According to Equifax's latest National Consumer Credit Trends Report, severe derogatory or charged-off balances, the bulk of student loan write-offs, for the first two months of the year hit $3 billion, an increase of more than 36 percent from same time a year ago ($1.9 billion) while balances in bankruptcy remained level at $0.5 billion. In the home finance department, severely delinquent balances on home equity lines of credit declined 28 percent from February 2012 to February 2013, from $14 billion to less than $10 billion. Severely delinquent balances on closed-end home equity loans declined 25 percent from February 2012 to February 2013, from $6.6 billion to $5 billion. In that same time, severely delinquent balances on first mortgages declined 23 percent, from $490 billion to $375 billion. Sixty-five percent of total severely delinquent balances on first mortgages are tied to loans opened from 2005-2007. Similarly, 73 percent of delinquent balances on home equity lines of credit were opened in that same time period.
"Driven heavily by economic factors, including unemployed or under-employed consumers going back to school along with the rising cost of tuition, student lending has demonstrated consistent, year-over-year growth," said Equifax Chief Economist Amy Crews Cutts. "Continued weakness in labor markets is limiting work options once people graduate or quit their programs, leading to a steady rise in delinquencies and loan write-offs.
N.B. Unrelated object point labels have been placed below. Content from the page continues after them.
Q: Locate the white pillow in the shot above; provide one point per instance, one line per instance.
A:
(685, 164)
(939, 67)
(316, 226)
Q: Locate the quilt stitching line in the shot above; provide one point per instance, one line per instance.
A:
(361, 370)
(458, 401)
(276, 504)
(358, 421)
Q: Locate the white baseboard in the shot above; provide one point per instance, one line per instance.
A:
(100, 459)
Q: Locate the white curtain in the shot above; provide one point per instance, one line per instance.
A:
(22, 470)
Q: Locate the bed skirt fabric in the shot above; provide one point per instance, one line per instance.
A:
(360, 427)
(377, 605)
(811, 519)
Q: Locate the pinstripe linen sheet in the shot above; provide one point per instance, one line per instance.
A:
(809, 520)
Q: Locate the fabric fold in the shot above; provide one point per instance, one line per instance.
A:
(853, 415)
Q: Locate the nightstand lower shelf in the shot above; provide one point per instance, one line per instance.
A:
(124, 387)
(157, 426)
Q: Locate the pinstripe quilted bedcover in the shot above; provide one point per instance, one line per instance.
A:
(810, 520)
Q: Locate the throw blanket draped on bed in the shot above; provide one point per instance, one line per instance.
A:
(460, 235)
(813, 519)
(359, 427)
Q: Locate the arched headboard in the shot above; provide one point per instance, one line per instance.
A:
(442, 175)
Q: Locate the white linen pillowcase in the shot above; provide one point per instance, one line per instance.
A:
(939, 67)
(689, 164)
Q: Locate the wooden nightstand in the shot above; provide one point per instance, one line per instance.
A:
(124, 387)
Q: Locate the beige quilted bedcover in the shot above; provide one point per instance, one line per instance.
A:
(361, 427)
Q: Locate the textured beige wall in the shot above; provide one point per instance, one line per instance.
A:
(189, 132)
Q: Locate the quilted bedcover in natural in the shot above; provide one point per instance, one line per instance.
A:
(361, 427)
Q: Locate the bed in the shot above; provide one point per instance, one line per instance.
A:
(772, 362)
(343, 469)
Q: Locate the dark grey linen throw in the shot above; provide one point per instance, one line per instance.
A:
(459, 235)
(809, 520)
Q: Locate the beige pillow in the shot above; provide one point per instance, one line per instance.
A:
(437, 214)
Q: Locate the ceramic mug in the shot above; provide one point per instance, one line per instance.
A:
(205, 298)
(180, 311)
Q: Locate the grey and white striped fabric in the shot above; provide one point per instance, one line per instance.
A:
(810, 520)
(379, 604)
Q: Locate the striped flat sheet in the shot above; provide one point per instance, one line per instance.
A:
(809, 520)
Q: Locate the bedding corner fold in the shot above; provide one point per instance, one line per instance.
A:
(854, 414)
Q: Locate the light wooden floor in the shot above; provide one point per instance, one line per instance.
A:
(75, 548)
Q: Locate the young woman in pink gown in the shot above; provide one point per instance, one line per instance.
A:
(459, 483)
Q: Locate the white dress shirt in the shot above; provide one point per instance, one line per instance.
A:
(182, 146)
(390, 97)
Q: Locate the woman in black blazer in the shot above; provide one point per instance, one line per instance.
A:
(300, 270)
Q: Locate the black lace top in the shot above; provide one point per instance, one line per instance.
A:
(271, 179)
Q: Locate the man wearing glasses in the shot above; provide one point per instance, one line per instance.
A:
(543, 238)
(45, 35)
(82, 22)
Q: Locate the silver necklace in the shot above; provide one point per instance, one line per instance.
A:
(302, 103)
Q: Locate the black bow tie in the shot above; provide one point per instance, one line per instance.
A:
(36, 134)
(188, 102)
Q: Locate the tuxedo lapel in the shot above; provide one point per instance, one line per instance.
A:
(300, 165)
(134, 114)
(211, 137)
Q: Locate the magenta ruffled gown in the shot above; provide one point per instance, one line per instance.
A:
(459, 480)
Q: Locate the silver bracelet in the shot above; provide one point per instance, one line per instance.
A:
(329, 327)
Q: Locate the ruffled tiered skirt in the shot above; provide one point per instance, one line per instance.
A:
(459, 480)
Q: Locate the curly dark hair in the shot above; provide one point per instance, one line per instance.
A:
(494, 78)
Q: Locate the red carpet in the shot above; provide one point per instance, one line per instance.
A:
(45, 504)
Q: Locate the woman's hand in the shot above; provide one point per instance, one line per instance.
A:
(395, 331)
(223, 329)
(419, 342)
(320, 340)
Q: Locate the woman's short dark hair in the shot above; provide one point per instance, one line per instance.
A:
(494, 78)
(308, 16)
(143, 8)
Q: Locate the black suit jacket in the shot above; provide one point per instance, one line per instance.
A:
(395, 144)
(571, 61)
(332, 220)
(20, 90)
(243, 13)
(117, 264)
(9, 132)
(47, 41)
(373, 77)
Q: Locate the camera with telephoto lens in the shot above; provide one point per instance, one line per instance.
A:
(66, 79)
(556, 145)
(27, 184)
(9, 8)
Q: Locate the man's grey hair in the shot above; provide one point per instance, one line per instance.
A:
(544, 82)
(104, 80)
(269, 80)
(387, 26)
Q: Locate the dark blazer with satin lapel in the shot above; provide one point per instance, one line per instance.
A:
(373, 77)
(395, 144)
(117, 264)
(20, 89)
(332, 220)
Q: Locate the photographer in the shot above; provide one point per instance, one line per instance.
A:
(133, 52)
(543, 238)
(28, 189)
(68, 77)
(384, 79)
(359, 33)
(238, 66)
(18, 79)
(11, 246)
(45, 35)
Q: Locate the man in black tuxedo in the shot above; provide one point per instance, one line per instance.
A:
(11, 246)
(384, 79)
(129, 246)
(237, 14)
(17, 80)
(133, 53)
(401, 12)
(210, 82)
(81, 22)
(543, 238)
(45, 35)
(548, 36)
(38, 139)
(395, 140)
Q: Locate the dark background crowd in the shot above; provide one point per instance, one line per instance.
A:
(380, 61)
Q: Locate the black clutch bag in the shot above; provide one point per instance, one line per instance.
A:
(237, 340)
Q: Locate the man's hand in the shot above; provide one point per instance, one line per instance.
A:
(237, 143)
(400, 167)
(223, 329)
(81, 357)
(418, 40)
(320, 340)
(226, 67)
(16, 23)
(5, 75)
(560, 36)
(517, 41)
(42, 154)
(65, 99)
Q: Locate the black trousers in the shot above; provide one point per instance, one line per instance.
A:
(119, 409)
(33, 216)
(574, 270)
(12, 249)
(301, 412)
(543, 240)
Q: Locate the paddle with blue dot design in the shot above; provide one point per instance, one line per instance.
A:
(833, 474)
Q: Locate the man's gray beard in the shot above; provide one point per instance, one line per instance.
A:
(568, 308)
Many policy options are being discussed regarding how to reduce some of the burden, including graduated payments that reflect the lower starting salaries of new graduates, and improve the performance of these loans."
Other changes in student loan characteristics from February 2012 to February 2013:
►Balances outstanding on student loans increased more than 14 percent, from $746.3 billion to $852.7 billion.
►The number of student loans outstanding increased nearly 13 percent, from 108 million to more than 123 million.
"Student loans are unique today in that they are the only major form of credit that is not rigorously underwritten on either a past credit-performance basis (such as using credit scores) or ability to pay based in income," said Crews Cutts.